The three small areas of water ice on the surface of Tempel 1 appear in this image, taken by an instrument aboard NASA's Deep Impact spacecraft.

Comet Tempel 1, target of last year's July 4 cosmic collision, contains small amounts of surface water ice. These results, reported by members of NASA's Deep Impact team in an advanced online edition of Science, offer the first definitive evidence of surface ice on any comet

"We have known for a long time that water ice exists in comets, but this is the first evidence of water ice on comets," said Jessica Sunshine, Deep Impact co-investigator and lead author of the Science article.

"Understanding a comet's water cycle and supply is critical to understanding these bodies as a system and as a possible source that delivered water to Earth," she said. "Add the large organic component in comets and you have two of the key ingredients for life."

The findings help satisfy one of the major goals of the Deep Impact mission: Find out what is on the inside -- and outside -- of a comet. Since the July 4 encounter, the Deep Impact team has reported a few key findings. These include an abundance of organic matter in Tempel 1's interior as well as its likely origins -- the region of the solar system now occupied by Uranus and Neptune.

According to the new research in Science, the comet's surface features three pockets of thin ice. The area the ice covers is small. The surface area of Tempel 1 is roughly 45 square miles or 1.2 billion square feet. The ice, however, covers roughly 300,000 square feet. And only 6 percent of that area consists of pure water ice. The rest is dust.

"It's like a seven-acre skating rink of snowy dirt," said Peter Schultz, professor of geological sciences at Brown University, Deep Impact co-investigator and co-author on the Science paper.

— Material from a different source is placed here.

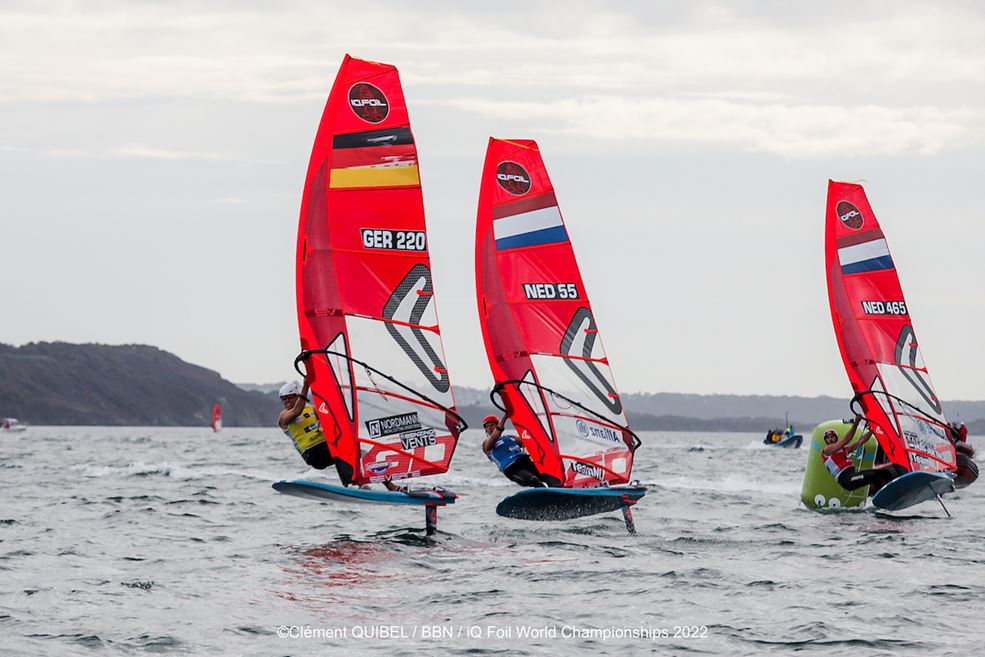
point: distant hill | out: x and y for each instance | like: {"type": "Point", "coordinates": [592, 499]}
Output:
{"type": "Point", "coordinates": [93, 384]}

Sunshine, Schultz and the rest of the team arrived at their findings by analyzing data captured by an infrared spectrometer, an optical instrument that uses light to determine the composition of matter.

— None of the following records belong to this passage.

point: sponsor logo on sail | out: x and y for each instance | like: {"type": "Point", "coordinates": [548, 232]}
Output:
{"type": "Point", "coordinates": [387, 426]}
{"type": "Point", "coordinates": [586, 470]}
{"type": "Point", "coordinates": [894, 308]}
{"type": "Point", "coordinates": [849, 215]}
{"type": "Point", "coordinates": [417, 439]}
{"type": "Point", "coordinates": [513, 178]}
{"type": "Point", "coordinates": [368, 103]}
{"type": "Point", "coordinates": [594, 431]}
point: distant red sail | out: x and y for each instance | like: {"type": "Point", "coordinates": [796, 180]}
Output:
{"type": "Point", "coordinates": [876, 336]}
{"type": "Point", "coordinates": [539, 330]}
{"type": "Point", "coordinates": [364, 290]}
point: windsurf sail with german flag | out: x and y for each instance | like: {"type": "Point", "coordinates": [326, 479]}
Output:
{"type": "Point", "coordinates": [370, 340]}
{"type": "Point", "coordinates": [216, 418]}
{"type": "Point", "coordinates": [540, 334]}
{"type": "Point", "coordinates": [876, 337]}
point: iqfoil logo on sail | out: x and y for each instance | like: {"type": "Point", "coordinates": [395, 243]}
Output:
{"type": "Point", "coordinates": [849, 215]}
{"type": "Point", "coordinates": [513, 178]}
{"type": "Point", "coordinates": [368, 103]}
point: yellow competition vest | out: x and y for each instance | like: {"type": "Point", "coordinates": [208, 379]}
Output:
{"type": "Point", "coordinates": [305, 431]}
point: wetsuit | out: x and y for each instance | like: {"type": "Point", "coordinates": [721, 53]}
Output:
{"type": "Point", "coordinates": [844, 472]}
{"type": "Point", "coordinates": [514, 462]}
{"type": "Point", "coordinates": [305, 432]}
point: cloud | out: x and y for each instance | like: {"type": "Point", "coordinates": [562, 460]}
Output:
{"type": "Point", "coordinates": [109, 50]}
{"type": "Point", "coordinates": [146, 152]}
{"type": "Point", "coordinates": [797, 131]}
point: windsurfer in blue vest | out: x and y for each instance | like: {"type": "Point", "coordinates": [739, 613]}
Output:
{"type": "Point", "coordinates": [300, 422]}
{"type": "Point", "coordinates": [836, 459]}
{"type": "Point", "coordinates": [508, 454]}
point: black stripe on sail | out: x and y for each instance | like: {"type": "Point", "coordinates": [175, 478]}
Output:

Based on this spectral data, it appears that the surface ice used to be inside Tempel 1 but became exposed over time. The team reports that jets -- occasional blasts of dust and vapor -- may send this surface ice, as well as interior ice, to the coma, or tail, of Tempel 1.

"So we know we're looking at a geologically active body whose surface is changing over time," Schultz said. "Now we can begin to understand how and why these jets erupt."